On October 30 the Deputy Chairman of the Board of the Russian Foundation for Basic Research (RFBR) Vladimir Kvardakov visited the Tang Prize Foundation along with the head of the Department of Projects in Physics Aleksandr Akhmanov and the head of the Goal-Oriented Research Department Elena Rudtskaya. They were met by Tang Prize Foundation CEO Jenn-Chuan Chern, who introduced them to the Tang Prize and the reconstruction results from Typhoon Morakot in 2009. When discussing the inaugural Tang Prize laureates, they said that they greatly admire the contributions of Gro Harlem Brundtland in particular and that they remain hopeful to see a Russian become a prize recipient.
Kvardakov noted that each of the four categories of the Tang Prize is closely related to the future of humanity, making the prize as a whole an important one on the international stage. He also offered the support of the foundation in the nomination process and promotion in Russia.
On the topic of the four prize categories, Rudtskaya said that sustainable development and biopharmaceutical science happen to be two of the strengths of the RFBR; she added that the Russian Foundation is quite well versed in greenhouse-gas research and has seen much of this research published in international scientific journals. As it straddles Europe and Asia, Russia is geographically an ideal place for Europeans to study the areas of Chinese culture and thought. Indeed, the Russian Foundation for Humanities is home to many of the world's brightest Sinologists. Rudtskaya hopes that their superb scholarship will one day be recognized by the Tang Prize in Sinology.

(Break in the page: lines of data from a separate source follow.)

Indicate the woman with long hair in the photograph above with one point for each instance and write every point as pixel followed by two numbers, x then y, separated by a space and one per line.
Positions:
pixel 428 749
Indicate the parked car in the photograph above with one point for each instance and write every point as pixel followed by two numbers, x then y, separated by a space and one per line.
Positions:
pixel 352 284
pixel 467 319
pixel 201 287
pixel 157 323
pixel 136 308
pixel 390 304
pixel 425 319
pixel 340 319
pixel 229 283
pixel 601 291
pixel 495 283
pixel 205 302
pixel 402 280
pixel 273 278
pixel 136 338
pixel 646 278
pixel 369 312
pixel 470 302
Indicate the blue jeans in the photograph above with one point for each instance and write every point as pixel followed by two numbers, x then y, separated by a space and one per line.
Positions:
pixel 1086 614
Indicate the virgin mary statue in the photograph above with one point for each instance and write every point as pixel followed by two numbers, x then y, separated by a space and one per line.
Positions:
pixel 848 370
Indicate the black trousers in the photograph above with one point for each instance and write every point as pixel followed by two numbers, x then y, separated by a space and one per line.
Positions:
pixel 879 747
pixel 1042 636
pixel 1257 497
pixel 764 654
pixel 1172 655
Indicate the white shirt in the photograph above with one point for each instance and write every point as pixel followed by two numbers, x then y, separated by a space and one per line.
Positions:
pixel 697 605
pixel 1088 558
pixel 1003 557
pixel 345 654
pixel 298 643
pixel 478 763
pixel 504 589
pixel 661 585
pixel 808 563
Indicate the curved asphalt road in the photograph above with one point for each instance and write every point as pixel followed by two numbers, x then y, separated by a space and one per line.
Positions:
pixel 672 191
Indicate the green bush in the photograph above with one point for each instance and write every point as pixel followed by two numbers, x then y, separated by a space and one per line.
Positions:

Less bound by geography, the field of Sustainable Development increasingly affects us all, especially as natural disasters come more with more force and frequency. Typhoon Morakot is one such disaster from which Taiwan just recently recovered. During their visit the Russian team was shown a video which narrated the efforts of the Morakot Post-Disaster Reconstruction Council to rebuild and rejuvenate the areas and people devastated by the storm. Seeing the importance of disaster relief and reconstruction, and, more important—resiliency through sustainable practices—the team praised the Tang Prize for its influence and foresight in awarding contributors to this ever more relevant field.